The firm has leased office space in Two International Finance Centre in the Central business district and is in the process of applying for an asset management license, FengHe CEO Kwek Hyen Yong told Reuters.
The 17-year-old firm said its AUM more than doubled over the past year, bucking a trend where the industry's inflows have largely been concentrated in quant-driven and multi-manager hedge funds.
Its flagship Asia Fund, which mainly invests in stocks in Japan, South Korea and Greater China, was up 17.8% for the first two months of 2026 before falling 3.5% due to turmoil driven by the U.S.-Israeli war on Iran, leaving it up 14.2% year-to-date as of March 16, Kwek said.
The fund was up 27.3% in 2025 after gaining 10.3% in 2024.
A number of hedge funds and trading firms have stepped up their presence in Hong Kong over the past year, attracted by its deep pools of investment talent and a market recovery.
Last year, U.S. trading firm Jane Street said it planned to rapidly expand its Hong Kong office space, while large multi-manager fund Point72 Asset Management has been growing its operations in the city.
FengHe also has a representative office in Tokyo.

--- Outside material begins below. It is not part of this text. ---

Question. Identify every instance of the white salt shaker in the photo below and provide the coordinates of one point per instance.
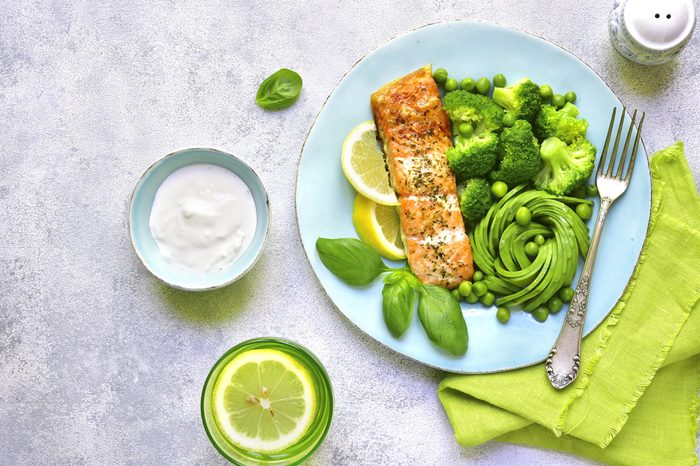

But the firm said its expansion is more about talent and driven less by market conditions.
"As we continue to hire across Asia, we aim to provide greater flexibility to our existing team members and new joiners who prefer to be based in their chosen cities," said Kwek, who has been with the fund since 2011.
The firm will start with a "small core team" in Hong Kong and may increase headcount in the coming years, he said.
FengHe was co-founded in 2009 by veteran investor Matt Hu and Wu Jiong, an angel investor and former chief technology officer at Alibaba Group 9988.HK.